On February 2, 2002, Hernández was arrested along with six other people in the town of Serra Negra after being accused of the kidnapping of the Brazilian businessman Washington Olivetto in 2001. He was convicted and held in the Federal Penitentiary of Mossoró, in the Maximum Security Penitentiary of Catanduva and the Maximum Security Penitentiary of Avaré in Brazil, where he served part of his 30-year sentence. A few days later, he gave an interview to the newspaper Estado de Sao Paulo in which he harshly criticized the conditions in which he was detained.

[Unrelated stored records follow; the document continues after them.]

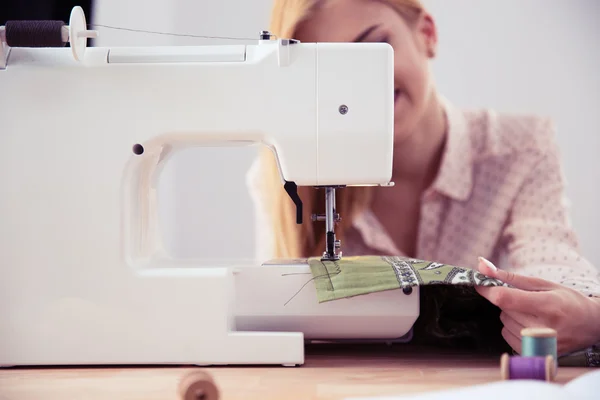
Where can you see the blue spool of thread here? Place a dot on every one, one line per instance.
(535, 368)
(538, 342)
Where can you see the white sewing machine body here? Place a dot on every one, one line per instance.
(84, 278)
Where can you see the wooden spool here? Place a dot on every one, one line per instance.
(198, 385)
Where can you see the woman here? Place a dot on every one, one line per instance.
(468, 184)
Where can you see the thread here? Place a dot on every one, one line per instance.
(533, 368)
(34, 33)
(198, 385)
(170, 33)
(538, 342)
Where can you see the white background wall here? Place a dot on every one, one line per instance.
(532, 56)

During this entire period he was subjected to a prison regime called "differential disciplinary", which implied being confined in a 2x3 meter cell for 23 hours a day, with one hour spent in the yard alone, in addition to being locked up 24 hours a day on Saturday and Sunday.

He has been identified by journalists, scholars and members of the Brazilian public security apparatuses as the intellectual mentor of various terrorist attacks carried out in 2006 and the one who introduced terrorist practices, such as bomb attacks, bus fires and political assassinations, to Brazilian criminal groups.

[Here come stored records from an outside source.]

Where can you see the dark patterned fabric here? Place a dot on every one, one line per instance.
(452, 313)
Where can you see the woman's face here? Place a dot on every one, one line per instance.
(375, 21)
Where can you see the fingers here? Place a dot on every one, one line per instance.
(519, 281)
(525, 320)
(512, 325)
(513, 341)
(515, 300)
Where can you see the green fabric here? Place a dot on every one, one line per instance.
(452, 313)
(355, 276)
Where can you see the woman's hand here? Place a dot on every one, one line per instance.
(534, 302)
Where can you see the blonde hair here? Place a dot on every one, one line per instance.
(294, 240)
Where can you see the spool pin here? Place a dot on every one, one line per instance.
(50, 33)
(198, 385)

On 19 August 2019, he was transferred from the Maximum Security Penitentiary of Avaré to the Federal Police of Brazil jail in São Paulo, due to the decision of the President of Brazil Jair Bolsonaro to accept the extradition request made by the Chilean justice, arriving in Chile the next day.

On 2 September 2019, Judge Mario Carroza sentenced him to two sentences of 15 years in prison, minus the 1,256 days that he spent in detention for the original sentence in Chile. Therefore, he must serve more than 26 years in prison.

Hernández's defense appealed, seeking to subtract the time he was imprisoned in Brazil for the kidnapping of businessman Washington Olivetto from his sentence. On 20 May 2020, the Chilean Supreme Court denied his appeal, ratifying the 26-year sentence imposed by the courts.

==In popular culture==
In the 2012 mini-series To Love and to Die in Chile (in Spanish, Amar y Morir en Chile), he is played by Chilean actor Íñigo Urrutia.

The Chilean punk rock band Curasbun included a song about him, titled "Ramiro", in their 2016 album Inmortales (Immortals).

In the 2020 film Kill Pinochet (in Spanish, Matar a Pinochet), he is played by Chilean actor Cristián Carvajal.